At issue is a neighborhood known as Firdowsi, from the main street that passes through it. It has long been in the sights of developers, given its central location just off Yerevan’s Republic Square. But the area also contains some of Yerevan’s relatively rare pre-Soviet architecture, as well as a community that calls it home.
The most recent plan to redevelop the area had appeared to lie dormant since a new government came into power on the back of the 2018 “Velvet Revolution.” But in June, a historic building in the neighborhood was torn down, signaling the resumption of the project.
“This project isn’t new, but we thought that the new government would have a different approach,” said Isabella Sargsyan, a human rights activist and a co-organizer of a civic initiative, Yerevan Heritage Protection Committee. “The trigger for us was when, during the state of emergency, they demolished a 19th-century building,” Sargsyan told Eurasianet.
The developer of the project, Dianar, got the contract under the old government, and civil society groups have criticized a number of non-transparent elements in the deal.
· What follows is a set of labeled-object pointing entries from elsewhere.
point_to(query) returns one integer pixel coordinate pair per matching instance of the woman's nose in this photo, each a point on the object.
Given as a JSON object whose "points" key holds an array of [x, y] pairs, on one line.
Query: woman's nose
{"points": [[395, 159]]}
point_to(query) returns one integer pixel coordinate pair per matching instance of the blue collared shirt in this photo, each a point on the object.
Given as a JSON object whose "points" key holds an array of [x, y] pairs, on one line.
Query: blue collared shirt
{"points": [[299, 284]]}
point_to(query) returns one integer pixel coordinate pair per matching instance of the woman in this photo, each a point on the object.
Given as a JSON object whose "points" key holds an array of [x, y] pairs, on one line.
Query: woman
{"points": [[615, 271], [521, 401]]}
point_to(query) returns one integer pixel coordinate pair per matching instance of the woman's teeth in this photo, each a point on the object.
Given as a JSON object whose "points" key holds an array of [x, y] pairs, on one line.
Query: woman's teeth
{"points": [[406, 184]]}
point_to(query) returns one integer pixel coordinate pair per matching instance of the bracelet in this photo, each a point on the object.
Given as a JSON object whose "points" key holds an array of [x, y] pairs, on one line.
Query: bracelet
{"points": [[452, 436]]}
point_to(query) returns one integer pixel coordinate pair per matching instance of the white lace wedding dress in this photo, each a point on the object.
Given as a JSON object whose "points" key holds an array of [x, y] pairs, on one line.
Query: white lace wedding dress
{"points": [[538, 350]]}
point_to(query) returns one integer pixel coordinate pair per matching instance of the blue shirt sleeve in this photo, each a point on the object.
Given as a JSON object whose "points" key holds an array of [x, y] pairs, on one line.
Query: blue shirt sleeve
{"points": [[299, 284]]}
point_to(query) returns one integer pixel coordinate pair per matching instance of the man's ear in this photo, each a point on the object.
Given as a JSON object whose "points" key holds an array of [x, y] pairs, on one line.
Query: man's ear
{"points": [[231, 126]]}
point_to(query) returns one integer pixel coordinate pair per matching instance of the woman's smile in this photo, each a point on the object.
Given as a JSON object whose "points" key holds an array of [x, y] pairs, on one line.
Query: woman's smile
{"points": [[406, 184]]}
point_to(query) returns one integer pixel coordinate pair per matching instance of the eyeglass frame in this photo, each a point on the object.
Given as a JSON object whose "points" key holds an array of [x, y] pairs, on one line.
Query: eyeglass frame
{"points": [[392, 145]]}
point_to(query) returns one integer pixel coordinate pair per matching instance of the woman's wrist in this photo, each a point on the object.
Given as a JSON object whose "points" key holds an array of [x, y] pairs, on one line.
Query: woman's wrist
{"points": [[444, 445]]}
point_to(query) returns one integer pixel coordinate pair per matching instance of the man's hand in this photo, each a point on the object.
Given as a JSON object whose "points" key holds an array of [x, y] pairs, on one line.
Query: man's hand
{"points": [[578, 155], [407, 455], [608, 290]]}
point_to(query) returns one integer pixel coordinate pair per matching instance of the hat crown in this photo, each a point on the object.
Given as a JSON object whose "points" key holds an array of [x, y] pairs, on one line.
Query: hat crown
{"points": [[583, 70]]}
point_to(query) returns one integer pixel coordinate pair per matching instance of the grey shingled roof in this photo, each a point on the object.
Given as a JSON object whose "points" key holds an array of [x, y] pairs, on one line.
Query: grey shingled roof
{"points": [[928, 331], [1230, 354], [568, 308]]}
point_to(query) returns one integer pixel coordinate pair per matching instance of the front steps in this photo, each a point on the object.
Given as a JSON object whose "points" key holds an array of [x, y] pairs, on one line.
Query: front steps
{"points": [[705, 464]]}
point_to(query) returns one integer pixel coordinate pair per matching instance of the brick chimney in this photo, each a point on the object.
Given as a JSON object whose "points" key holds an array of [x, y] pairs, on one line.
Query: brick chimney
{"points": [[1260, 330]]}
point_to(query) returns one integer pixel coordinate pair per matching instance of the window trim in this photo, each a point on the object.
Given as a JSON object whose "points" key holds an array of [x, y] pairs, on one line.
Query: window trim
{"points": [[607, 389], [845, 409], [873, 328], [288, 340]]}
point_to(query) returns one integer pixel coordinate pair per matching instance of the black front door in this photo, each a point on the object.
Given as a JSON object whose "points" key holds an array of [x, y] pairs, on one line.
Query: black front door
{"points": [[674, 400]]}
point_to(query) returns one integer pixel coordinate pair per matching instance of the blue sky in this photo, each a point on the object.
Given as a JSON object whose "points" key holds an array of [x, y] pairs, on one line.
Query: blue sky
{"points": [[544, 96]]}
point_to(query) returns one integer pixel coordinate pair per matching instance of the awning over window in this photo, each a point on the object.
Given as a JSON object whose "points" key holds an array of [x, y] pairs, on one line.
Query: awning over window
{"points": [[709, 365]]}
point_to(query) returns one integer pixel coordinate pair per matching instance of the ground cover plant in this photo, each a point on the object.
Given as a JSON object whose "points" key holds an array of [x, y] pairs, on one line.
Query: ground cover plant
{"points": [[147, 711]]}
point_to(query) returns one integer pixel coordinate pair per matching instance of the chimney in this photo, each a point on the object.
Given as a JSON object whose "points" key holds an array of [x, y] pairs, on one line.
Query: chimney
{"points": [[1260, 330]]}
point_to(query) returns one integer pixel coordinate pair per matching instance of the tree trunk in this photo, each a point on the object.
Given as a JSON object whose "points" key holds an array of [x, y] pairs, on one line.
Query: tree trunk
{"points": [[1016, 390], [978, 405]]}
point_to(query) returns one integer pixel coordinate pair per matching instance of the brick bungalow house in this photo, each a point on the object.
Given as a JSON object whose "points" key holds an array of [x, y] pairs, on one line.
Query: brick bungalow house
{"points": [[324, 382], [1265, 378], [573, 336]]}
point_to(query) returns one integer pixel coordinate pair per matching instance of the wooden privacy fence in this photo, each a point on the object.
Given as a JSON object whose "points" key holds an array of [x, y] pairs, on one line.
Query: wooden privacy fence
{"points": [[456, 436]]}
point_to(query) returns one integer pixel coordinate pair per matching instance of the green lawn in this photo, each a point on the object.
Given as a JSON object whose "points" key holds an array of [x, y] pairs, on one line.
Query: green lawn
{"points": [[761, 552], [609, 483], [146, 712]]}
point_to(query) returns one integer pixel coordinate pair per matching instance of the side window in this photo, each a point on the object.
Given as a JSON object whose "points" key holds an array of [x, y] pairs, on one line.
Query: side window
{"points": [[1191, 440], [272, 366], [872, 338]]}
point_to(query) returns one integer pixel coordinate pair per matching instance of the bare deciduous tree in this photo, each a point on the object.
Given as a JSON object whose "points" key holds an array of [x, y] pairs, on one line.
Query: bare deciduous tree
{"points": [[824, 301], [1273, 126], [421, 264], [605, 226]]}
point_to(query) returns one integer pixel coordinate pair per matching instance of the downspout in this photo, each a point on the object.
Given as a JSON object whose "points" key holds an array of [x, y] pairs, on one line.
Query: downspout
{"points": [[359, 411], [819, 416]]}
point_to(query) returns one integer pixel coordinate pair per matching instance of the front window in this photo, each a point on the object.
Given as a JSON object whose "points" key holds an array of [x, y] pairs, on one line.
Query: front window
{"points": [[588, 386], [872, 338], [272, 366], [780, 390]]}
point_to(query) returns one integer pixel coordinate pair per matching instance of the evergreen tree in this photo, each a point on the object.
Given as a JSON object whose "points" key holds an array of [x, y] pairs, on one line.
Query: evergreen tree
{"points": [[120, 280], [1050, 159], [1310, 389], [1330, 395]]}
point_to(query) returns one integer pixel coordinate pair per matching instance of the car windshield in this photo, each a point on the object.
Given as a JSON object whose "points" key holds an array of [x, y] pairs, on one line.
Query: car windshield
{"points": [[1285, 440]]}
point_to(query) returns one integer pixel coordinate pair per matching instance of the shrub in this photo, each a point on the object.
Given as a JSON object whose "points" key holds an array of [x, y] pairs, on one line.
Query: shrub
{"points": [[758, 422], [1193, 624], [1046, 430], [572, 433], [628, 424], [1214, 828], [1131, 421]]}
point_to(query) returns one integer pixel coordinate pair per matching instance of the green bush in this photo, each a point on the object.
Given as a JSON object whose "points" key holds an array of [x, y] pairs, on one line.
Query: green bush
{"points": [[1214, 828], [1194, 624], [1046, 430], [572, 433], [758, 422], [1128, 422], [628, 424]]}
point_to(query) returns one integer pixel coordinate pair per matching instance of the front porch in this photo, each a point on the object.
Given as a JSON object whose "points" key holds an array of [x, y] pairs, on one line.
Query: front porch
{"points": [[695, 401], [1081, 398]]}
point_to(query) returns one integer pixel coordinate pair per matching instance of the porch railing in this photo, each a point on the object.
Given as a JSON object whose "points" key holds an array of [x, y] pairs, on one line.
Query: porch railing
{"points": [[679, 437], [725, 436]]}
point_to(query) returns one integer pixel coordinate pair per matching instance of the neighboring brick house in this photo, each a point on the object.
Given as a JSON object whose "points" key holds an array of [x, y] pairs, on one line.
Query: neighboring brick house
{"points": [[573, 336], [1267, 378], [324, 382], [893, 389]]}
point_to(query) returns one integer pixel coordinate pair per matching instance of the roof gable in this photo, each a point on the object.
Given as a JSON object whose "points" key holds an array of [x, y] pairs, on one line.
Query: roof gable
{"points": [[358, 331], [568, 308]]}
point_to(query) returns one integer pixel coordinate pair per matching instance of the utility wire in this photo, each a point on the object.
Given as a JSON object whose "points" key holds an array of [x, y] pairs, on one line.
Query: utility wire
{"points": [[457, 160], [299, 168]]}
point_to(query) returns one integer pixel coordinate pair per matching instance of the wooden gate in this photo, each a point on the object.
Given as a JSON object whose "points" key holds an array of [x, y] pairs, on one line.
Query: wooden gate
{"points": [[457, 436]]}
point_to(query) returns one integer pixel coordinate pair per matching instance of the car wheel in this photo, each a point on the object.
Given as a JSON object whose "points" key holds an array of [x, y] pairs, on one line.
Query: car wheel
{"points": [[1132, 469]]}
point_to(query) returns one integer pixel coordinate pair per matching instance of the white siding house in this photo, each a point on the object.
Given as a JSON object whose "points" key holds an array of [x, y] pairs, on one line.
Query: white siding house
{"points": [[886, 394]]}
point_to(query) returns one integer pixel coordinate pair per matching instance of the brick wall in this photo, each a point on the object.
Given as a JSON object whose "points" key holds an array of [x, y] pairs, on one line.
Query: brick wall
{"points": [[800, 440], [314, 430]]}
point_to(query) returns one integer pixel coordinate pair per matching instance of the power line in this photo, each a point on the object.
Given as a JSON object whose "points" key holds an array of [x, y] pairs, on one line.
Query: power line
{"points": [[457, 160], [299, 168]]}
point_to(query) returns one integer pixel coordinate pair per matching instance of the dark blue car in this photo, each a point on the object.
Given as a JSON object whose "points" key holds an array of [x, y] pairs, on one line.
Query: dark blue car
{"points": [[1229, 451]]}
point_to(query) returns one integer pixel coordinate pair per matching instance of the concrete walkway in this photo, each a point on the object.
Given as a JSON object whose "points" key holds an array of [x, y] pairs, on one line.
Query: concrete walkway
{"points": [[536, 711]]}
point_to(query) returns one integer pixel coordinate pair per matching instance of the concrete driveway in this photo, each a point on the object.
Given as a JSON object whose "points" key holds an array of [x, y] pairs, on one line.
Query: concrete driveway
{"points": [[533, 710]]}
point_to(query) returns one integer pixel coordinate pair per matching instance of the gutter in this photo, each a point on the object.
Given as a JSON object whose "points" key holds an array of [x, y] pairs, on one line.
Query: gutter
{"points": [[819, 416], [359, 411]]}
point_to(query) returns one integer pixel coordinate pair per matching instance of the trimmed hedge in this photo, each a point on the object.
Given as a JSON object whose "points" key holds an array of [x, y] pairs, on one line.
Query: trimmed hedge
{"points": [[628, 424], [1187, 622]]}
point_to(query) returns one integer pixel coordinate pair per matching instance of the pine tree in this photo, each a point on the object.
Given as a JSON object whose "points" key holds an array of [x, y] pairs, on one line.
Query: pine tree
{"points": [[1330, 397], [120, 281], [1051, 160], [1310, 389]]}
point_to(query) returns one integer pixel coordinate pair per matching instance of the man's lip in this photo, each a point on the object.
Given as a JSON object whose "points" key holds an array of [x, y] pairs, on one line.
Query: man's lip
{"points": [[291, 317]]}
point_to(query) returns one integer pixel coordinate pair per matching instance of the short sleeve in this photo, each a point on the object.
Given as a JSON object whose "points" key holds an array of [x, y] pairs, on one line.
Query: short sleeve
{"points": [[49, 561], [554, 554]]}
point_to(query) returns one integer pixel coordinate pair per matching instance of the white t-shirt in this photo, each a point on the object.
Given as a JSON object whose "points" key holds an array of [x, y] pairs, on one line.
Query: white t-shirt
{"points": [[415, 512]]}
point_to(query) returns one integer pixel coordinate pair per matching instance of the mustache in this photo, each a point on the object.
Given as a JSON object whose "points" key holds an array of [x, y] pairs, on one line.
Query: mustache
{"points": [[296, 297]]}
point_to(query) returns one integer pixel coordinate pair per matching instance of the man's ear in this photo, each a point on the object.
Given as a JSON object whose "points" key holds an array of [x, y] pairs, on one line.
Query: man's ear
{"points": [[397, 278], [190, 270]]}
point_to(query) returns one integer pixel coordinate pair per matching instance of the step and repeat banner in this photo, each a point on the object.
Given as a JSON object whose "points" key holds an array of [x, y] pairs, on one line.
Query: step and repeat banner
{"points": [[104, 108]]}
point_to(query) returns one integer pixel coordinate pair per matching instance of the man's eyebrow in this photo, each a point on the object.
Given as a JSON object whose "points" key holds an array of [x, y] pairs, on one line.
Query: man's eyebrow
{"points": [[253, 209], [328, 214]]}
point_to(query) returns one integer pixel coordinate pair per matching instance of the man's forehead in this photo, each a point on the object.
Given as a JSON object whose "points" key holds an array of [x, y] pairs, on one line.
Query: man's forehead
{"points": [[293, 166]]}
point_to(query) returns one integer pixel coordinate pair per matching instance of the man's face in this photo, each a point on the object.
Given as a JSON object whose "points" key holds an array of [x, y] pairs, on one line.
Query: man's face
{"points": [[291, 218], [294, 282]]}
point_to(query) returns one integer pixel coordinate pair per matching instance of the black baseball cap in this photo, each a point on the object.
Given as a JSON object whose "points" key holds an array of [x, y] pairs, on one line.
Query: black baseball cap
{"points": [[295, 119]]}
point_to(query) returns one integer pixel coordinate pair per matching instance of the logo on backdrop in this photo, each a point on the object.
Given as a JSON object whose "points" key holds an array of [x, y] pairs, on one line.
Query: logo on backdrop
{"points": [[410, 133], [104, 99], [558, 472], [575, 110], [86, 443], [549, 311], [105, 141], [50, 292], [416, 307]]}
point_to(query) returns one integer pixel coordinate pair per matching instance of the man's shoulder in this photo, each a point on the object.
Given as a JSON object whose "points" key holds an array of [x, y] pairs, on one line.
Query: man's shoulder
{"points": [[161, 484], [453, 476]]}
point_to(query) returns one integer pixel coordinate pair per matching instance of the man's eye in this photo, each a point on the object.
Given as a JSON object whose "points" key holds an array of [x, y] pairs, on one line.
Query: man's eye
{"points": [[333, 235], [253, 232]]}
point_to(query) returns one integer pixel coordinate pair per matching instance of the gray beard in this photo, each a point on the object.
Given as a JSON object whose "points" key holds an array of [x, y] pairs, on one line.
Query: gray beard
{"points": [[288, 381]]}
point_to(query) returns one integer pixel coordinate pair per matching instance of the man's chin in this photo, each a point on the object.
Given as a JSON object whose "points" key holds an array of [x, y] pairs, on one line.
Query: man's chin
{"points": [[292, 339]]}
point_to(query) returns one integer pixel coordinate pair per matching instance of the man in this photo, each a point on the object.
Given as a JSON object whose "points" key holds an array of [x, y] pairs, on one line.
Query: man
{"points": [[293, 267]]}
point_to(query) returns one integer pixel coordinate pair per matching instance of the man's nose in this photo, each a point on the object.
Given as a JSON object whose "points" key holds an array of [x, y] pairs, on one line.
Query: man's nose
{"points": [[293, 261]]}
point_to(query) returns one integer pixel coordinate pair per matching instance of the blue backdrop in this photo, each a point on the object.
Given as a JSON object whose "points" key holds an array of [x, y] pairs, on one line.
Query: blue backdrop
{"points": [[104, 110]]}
One of the shareholders of Dianar, Eduard Melikyan, was director and shareholder of another company, called Glendale Hills, that had also gotten a contract in 2008 to redevelop the same area; that project failed and the company went bankrupt in 2016. The area has been divided into 19 sub-plots, each of which is managed by its own company, but most of those companies also were set up by Melikyan, an arrangement that the local branch of the anti-corruption organization Transparency International (TI), along with several other civil society groups, called “very suspicious.”
The campaigners also called attention to the project’s chief architect, Narek Sargsyan, a minister of urban development under the old regime, and the fact that “the project concept developed by him was approved by the previous authorities when [he] had clear conflicts of interest as he occupied high-ranking positions in the government.”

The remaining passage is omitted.